Il est minuit moins cinq sur l’horloge de la fin du monde

On le voit, la liste est longue, et plus on retrouve le terme dans des déclarations, moins on peut tester la résolution. L’inacceptable, c’est ceux qui en parlent le moins qui en font le plus.

Israël n’a jamais prononcé ce terme : il lui suffit de se préparer. De son coté, Vladimir Poutine a aussi utilisé ce terme. C’était en septembre : le Premier ministre russe avait rejeté toute option militaire vendredi contre l’Iran, un scénario inacceptable et “dangereux”.

Ce qui est certain, c’est que cette crise va faire au moins un mort : le Traité de Non-Prolifération nucléaire, le Conseil de Sécurité des Nations-Unies, Israël, l’Iran, la paix régionale, et peut-être les cinq en même temps.

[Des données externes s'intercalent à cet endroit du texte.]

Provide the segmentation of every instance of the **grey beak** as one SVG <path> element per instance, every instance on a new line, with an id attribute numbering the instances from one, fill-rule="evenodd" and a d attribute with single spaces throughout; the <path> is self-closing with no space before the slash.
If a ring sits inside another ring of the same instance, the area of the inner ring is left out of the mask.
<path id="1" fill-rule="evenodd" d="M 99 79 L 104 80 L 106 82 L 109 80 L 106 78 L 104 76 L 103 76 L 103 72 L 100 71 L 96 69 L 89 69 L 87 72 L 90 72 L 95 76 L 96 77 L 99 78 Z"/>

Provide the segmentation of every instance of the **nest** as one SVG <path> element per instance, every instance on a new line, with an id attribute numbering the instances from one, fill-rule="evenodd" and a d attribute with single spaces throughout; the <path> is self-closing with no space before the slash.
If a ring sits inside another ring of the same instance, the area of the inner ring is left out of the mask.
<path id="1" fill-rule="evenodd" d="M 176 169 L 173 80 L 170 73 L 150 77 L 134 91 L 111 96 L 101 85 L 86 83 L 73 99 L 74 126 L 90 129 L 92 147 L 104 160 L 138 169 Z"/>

Nous sommes à la veille donc d’un second Munich. Soit le Conseil de Sécurité parvient à prendre ses responsabilités, ce qui signifierait une abstention chinoise ou russe, et le droit international pourra être appliqué pour punir l’Iran ; soit les dissensions entre les Grands paralysent une fois de plus le Conseil et les pays occidentaux devront montrer la mesure de leur « inacceptabilité ».

Si tout cela n’a été que vain mot, alors il sera trop tard et nous rentrerons dans une zone d’incertitude totale. Bref, comme autrefois Kennedy et de Gaulle, Barack Obama et Nicolas Sarkozy sont au pied d’un mur-miroir qui les renvoie à leur propre image. Si le miroir se brise, cela fera 7 victimes et non 5. Et sept ans de malheur.